Feds not ready to take sentencing position in Flynn case
WASHINGTON (AP) — Federal prosecutors say it’s too soon to take a position on sentencing for former Trump administration national security adviser Michael Flynn because he could still be a defense witness in the upcoming trial of a one-time business partner.
A judge in Washington had requested the update after court documents unsealed Tuesday revealed that prosecutors in the case of Bijan Kian no longer intended to call Flynn as a government witness.

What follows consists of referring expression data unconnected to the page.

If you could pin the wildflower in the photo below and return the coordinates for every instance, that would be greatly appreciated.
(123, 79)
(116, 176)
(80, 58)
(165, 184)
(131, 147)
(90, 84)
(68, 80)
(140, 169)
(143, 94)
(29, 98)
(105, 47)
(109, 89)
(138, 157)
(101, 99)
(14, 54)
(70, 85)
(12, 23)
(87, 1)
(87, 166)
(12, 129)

Prosecutors in the case said they now regard Flynn as an unindicted co-conspirator, the documents show.
The about-face for the trial set to start next week in Virginia could affect Flynn’s punishment in a separate case in Washington, where he pleaded guilty in special counsel Robert Mueller’s Russia investigation to lying to the FBI, and his chances of getting maximum credit for cooperating with investigators.
Flynn had abruptly cut short his own sentencing hearing last December so he could continue cooperating in Kian’s case and get credit toward a reduced sentence.
In a filing Wednesday, prosecutors acknowledged that the change in position raises “numerous issues.” But they said they could not speculate on how it might affect their own sentencing position since they said Flynn could still be called by Kian as a defense witness. They say the sentencing hearing should be scheduled after Kian’s trial ends.
Flynn’s lawyers have objected to the government’s new position, saying it could cause problems for him at his sentencing hearing. One of his lawyers, Jesse Binnall, alleged that prosecutors wanted him to give untruthful testimony.
Kian is charged with illegally acting as a foreign agent. Prosecutors say Kian was acting at the Turkish government’s behest when he persuaded Flynn to write a November 2016 op-ed piece critical of Fethullah Gulen, a cleric living in the U.S. who is a nemesis of Turkish President Recep Tayyip Erdogan.
The legal advice Flynn and Kian received about whether they were required to register as foreign agents — and its admissibility at trial — has been a major issue in pretrial proceedings.